Hi, Engine is designed to use 98+ so will perform better & be more efficient.
98+ contains 5% ethanol, 95 Ron contains 10% ethanol so now even less efficient. Keep using 99 Ron
Hoggy.


----------



## Molinos (May 19, 2021)

Hi Phil, Welcome


----------



## cb550 (Nov 5, 2018)

Hi, 
I've only ever used tesco momentum (99 octane) in my car so can't comment how significantly the car's performance is affected using standard grade.

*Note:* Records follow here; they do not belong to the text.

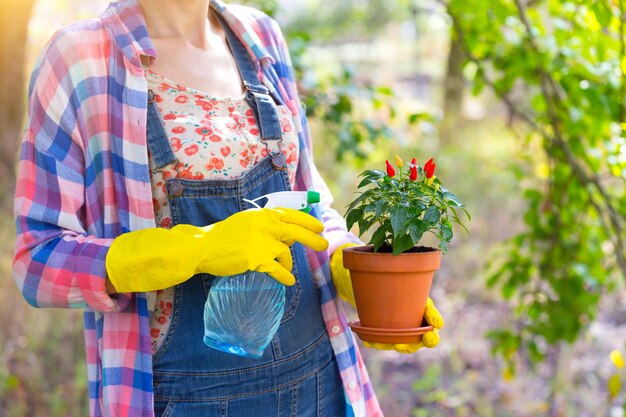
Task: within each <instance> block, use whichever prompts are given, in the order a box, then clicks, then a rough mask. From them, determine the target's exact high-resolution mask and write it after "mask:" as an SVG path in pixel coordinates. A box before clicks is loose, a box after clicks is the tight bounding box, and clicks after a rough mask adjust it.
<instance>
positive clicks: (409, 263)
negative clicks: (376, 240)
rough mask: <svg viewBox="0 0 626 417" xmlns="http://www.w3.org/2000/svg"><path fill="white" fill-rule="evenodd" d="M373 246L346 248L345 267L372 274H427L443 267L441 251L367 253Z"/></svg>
mask: <svg viewBox="0 0 626 417" xmlns="http://www.w3.org/2000/svg"><path fill="white" fill-rule="evenodd" d="M371 247H372V246H371V245H362V246H351V247H347V248H344V249H343V251H344V253H343V265H344V266H345V267H346V268H347V269H349V270H352V271H370V272H385V273H387V272H401V273H412V272H426V271H436V270H437V269H439V267H440V266H441V256H442V252H441V249H436V250H432V251H428V252H413V253H401V254H399V255H394V254H393V253H376V252H369V251H365V250H364V248H371Z"/></svg>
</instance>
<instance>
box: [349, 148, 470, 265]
mask: <svg viewBox="0 0 626 417" xmlns="http://www.w3.org/2000/svg"><path fill="white" fill-rule="evenodd" d="M395 162H396V167H397V168H398V169H397V171H396V168H394V166H393V165H392V164H391V163H390V162H389V161H386V165H387V167H386V172H385V171H381V170H378V169H372V170H366V171H363V172H362V173H361V174H360V175H359V176H360V177H363V179H362V181H361V182H360V183H359V185H358V186H357V188H358V189H359V188H364V187H367V186H372V187H371V188H367V189H365V190H363V191H361V192H360V194H359V195H358V196H357V197H356V198H355V199H354V201H352V203H350V204H349V205H348V210H347V212H346V222H347V224H348V228H351V227H352V225H354V224H355V223H356V224H358V226H359V235H360V236H362V235H363V234H364V233H365V232H367V231H368V230H369V229H371V228H372V227H376V229H375V231H374V233H373V234H372V237H371V240H370V242H369V244H371V245H373V248H374V252H393V254H394V255H398V254H400V253H403V252H408V251H417V252H419V251H424V250H428V249H427V248H424V247H416V245H417V244H418V243H419V242H420V240H421V239H422V237H423V236H424V235H425V234H426V233H432V234H434V235H435V236H436V237H437V239H438V240H439V246H440V248H441V251H442V253H444V254H445V253H446V251H447V248H448V243H449V242H450V240H451V239H452V236H453V231H452V224H453V223H457V224H458V225H460V226H461V227H462V228H463V229H465V231H467V228H466V227H465V225H464V224H463V223H462V221H461V219H460V217H459V214H460V212H462V213H464V214H465V215H466V216H467V218H468V220H469V219H471V217H470V215H469V213H468V212H467V210H466V209H465V207H464V205H463V203H461V201H459V199H458V198H457V197H456V196H455V195H454V194H452V193H451V192H450V191H448V190H447V189H446V188H445V187H444V186H443V184H442V182H441V180H440V179H439V178H438V177H437V176H436V175H435V168H436V164H435V161H434V159H433V158H431V159H429V160H428V161H427V162H426V163H425V164H424V165H423V166H420V165H418V164H417V162H416V159H415V158H413V159H412V160H411V162H410V163H406V164H405V163H404V162H403V161H402V159H401V158H400V157H399V156H397V155H396V157H395Z"/></svg>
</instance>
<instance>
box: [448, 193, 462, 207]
mask: <svg viewBox="0 0 626 417" xmlns="http://www.w3.org/2000/svg"><path fill="white" fill-rule="evenodd" d="M443 198H444V200H446V202H448V204H449V205H451V206H455V207H463V203H461V202H460V201H459V199H458V198H457V197H456V196H455V195H454V194H452V193H451V192H450V191H445V192H444V193H443ZM450 203H452V204H450Z"/></svg>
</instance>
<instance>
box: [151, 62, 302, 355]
mask: <svg viewBox="0 0 626 417" xmlns="http://www.w3.org/2000/svg"><path fill="white" fill-rule="evenodd" d="M145 73H146V79H147V81H148V89H150V90H152V92H153V93H154V97H155V101H156V103H157V108H158V109H159V113H160V115H161V119H162V121H163V127H164V128H165V132H166V134H167V136H168V138H169V141H170V145H171V147H172V151H173V152H174V156H175V157H176V159H177V162H174V163H172V164H170V165H168V166H166V167H163V168H162V169H160V170H158V169H157V168H156V166H155V164H154V161H153V159H152V157H150V158H149V163H150V181H151V184H152V195H153V200H152V203H153V205H154V212H155V220H156V224H157V226H159V227H164V228H170V227H171V224H172V218H171V213H170V208H169V205H168V200H167V191H166V185H165V181H166V180H167V179H169V178H187V179H197V180H203V179H213V180H214V179H229V178H236V177H239V176H241V175H242V174H243V173H244V172H246V171H247V170H248V169H250V168H251V167H253V166H254V165H255V164H257V163H258V162H260V161H261V160H262V159H263V158H265V157H266V156H267V150H266V149H265V146H264V145H263V144H262V143H261V141H260V136H259V128H258V126H257V123H256V119H255V117H254V113H253V110H252V108H250V106H249V104H248V102H247V101H246V99H245V96H244V95H241V96H239V97H230V96H224V97H213V96H210V95H207V94H206V93H203V92H201V91H198V90H194V89H192V88H189V87H185V86H181V85H179V84H176V83H174V82H172V81H170V80H168V79H167V78H165V77H163V76H162V75H160V74H158V73H156V72H154V71H152V70H150V69H149V68H147V67H146V68H145ZM277 112H278V118H279V121H280V125H281V127H282V131H283V142H282V144H281V148H282V152H283V154H284V155H285V158H286V160H287V172H288V174H289V181H290V183H291V186H292V188H293V186H294V183H295V176H296V168H297V164H298V154H299V148H298V136H297V132H296V131H295V128H294V124H293V119H292V117H291V113H290V111H289V109H288V108H287V107H286V106H277ZM270 146H271V145H270ZM173 301H174V289H173V288H167V289H164V290H160V291H157V294H156V303H155V305H154V313H153V315H152V320H151V324H150V336H151V338H152V353H153V354H154V353H155V352H156V351H157V350H158V349H159V347H160V346H161V343H162V342H163V339H164V338H165V335H166V334H167V330H168V328H169V324H170V321H171V317H172V309H173Z"/></svg>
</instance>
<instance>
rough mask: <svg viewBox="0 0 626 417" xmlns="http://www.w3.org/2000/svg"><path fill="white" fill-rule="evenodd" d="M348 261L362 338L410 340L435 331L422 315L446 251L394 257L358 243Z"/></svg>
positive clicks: (388, 342)
mask: <svg viewBox="0 0 626 417" xmlns="http://www.w3.org/2000/svg"><path fill="white" fill-rule="evenodd" d="M343 264H344V266H345V267H346V268H347V269H349V270H350V277H351V279H352V288H353V290H354V297H355V301H356V309H357V313H358V315H359V320H360V323H356V326H352V327H353V330H355V331H356V332H357V334H358V335H359V337H360V338H361V339H362V340H365V341H371V342H381V343H410V342H414V341H418V339H419V338H421V336H419V338H418V337H417V336H418V335H421V334H423V333H425V332H426V331H429V330H432V327H430V326H429V327H428V328H425V327H422V318H423V316H424V308H425V307H426V301H427V299H428V294H429V292H430V286H431V284H432V280H433V275H434V273H435V271H436V270H437V269H439V266H440V264H441V251H440V250H435V249H433V250H432V251H428V252H411V253H402V254H400V255H396V256H394V255H393V254H391V253H375V252H373V249H372V246H353V247H348V248H345V249H344V253H343ZM359 328H360V329H359ZM376 329H378V330H376ZM359 330H361V331H359ZM377 333H378V336H377V335H376V334H377ZM403 334H404V336H406V337H403ZM409 336H410V337H409ZM368 339H369V340H368Z"/></svg>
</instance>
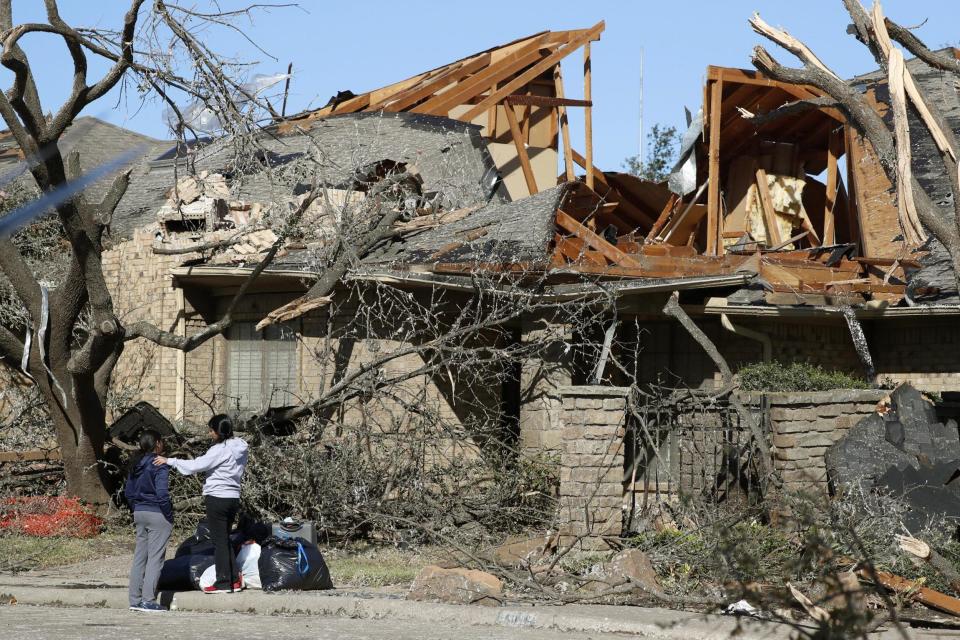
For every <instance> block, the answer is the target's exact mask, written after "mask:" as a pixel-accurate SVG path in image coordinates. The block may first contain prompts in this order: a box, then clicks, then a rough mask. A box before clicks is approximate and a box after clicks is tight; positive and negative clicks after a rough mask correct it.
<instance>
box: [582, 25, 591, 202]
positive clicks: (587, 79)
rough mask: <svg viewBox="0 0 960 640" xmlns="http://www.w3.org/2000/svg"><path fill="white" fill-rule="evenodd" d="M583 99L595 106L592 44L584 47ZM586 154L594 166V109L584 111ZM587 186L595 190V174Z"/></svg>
mask: <svg viewBox="0 0 960 640" xmlns="http://www.w3.org/2000/svg"><path fill="white" fill-rule="evenodd" d="M583 99H584V100H586V101H587V102H590V103H591V104H593V102H592V100H593V69H592V67H591V61H590V43H589V42H587V43H586V44H585V45H583ZM583 133H584V139H585V141H584V145H585V149H584V153H585V154H586V161H587V166H588V167H592V166H593V107H587V108H585V109H584V110H583ZM587 186H588V187H590V188H591V189H593V174H592V173H591V172H589V171H588V172H587Z"/></svg>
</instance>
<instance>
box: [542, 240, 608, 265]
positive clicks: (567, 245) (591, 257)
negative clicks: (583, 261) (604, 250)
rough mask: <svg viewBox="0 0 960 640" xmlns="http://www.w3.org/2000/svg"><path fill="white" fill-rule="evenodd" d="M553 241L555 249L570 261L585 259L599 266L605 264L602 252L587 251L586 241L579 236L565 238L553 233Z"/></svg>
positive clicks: (574, 261)
mask: <svg viewBox="0 0 960 640" xmlns="http://www.w3.org/2000/svg"><path fill="white" fill-rule="evenodd" d="M553 241H554V244H556V247H557V251H559V252H560V253H561V254H562V255H563V256H564V257H566V258H567V259H568V260H570V262H580V261H581V260H586V261H587V262H589V263H591V264H594V265H597V266H601V267H602V266H605V265H606V264H607V261H606V260H605V259H604V258H603V254H601V253H599V252H597V251H587V249H586V246H585V244H586V243H584V241H583V240H581V239H580V238H565V237H563V236H561V235H560V234H559V233H558V234H555V236H554V239H553Z"/></svg>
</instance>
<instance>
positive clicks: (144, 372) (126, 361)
mask: <svg viewBox="0 0 960 640" xmlns="http://www.w3.org/2000/svg"><path fill="white" fill-rule="evenodd" d="M152 245H153V231H152V230H151V229H149V228H147V229H142V230H139V231H136V232H135V233H134V234H133V237H132V238H131V239H130V240H128V241H125V242H121V243H119V244H118V245H117V246H116V247H114V248H113V249H111V250H109V251H105V252H104V254H103V271H104V277H105V278H106V281H107V286H108V287H109V289H110V292H111V294H112V295H113V302H114V308H115V310H116V313H117V316H118V317H119V318H120V319H121V321H123V323H124V324H131V323H132V322H136V321H138V320H147V321H150V322H153V323H154V324H156V325H157V326H158V327H160V328H161V329H165V330H169V331H176V330H177V321H178V319H179V313H180V302H179V299H180V298H179V296H178V292H177V290H176V289H174V287H173V281H172V278H171V277H170V275H169V274H170V269H172V268H173V267H175V266H177V264H179V262H180V261H181V260H182V259H183V256H158V255H155V254H154V253H153V251H152V250H151V247H152ZM112 391H113V392H114V393H115V394H118V395H119V396H120V397H121V398H124V399H125V400H129V401H134V402H135V401H137V400H146V401H147V402H150V403H152V404H153V405H155V406H156V407H157V408H158V409H159V410H160V412H161V413H163V414H164V415H165V416H167V417H170V418H173V417H174V416H175V414H176V409H177V354H176V352H174V351H173V350H171V349H162V348H160V347H158V346H156V345H154V344H152V343H150V342H147V341H146V340H135V341H132V342H128V343H127V344H126V345H125V346H124V350H123V355H122V356H121V357H120V360H119V362H118V363H117V368H116V370H115V372H114V376H113V381H112ZM108 419H110V417H109V416H108Z"/></svg>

As already advised, the car is designed to run on premium fuel.

My understanding, in laymen's terms is using lower octane fuel will likely cause 'engine knock' or pre-ignition of the fuel/air mixture before the engine's pistons cycle to their correct position for that. The result of this is the car's systems detect this and retard the ignition timing to mitigate it. 

Because the engine has to experience engine knock prior to the above, long term, there is the possibility of premature engine/ piston/con rod bearings wear. Definitely, I don't want that !


----------



## BlackTipReefShark (Jun 1, 2016)

tesco momentum nearly all the time, 95 if i have a 100 mile motorway trip, once month the shell super stuff


----------



## YELLOW_TT (Feb 25, 2004)

Welcome 😁


----------